Taxon or Taxa: Time/Place: Comments:
Agnosphitys cromhallensis Fraser, Padian, Walkden, and Davis, 2002 ?Norian-Rhaetian (LTr) of England A possible basal dinosaur, described as more derived than Eoraptor and Herrerasaurus (but interestingly, in the description all are considered basal to true dinosaurs), it is based on an ilium (with partially-perforated acetabulum and two sacrals), with maxilla, astragalus, humerus, and teeth referred to it. It has been misspelled as Agnostiphys and Agnosphytis in the past. The remains could be chimeric, with the maxilla being theropodan. 
Alwalkeria maleriensis Chatterjee and Creisler, 1994 (originally Walkeria maleriensis Chatterjee, 1987) early Norian (LTr) of Andhra Pradesh, India The material is intriguing (skull, vertebrae, and some hindlimb fragments), but poorly preserved and chimeric.

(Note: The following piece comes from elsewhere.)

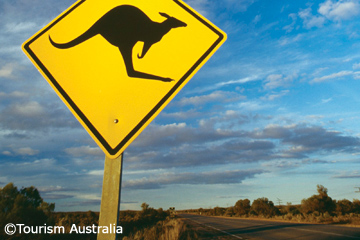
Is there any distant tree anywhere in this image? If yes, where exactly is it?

It may be near Herrerasauridae, in part.
Eodromaeus murphi Martinez, Sereno, Alcober, Colombi, Renne, Montañez, and Currie, 2011 late Carnian (LTr) of Argentina Eodromaeus is a basal saurischian broadly similar to its contemporary Eoraptor, with some herrerasaurid-like characteristics and some Tawa-like characteristics. It was described as a basal theropod, but I've opted for a conservative assignment, as these basal forms tend to switch placements with each new publication. It is known from a nearly complete skeleton, with some other referred specimens. 
Guaibasaurus candelariai Bonaparte, Ferigolo, and Ribeiro, 1999 earliest Norian (LTr) of Rio Grande do Sul, Brazil This dinosaur has jumped around the basal stems of the great dinosaurian lineages. It has been considered to be somewhere around Staurikosaurus and the rest of Herrerasauridae, and/or basal to the Theropoda/Sauropodomorpha split, or a basal theropod outside of the herrerasaurids, or a basal sauropodomorph in the family Guaibasauridae with several other basal forms. Remains of several individuals are known, including one partial articulated skeleton representing most of the body posterior to the neck; unfortunately, the skull remains unknown. The acetabulum shows little opening, but the fifth toe is reduced, with no phalanges.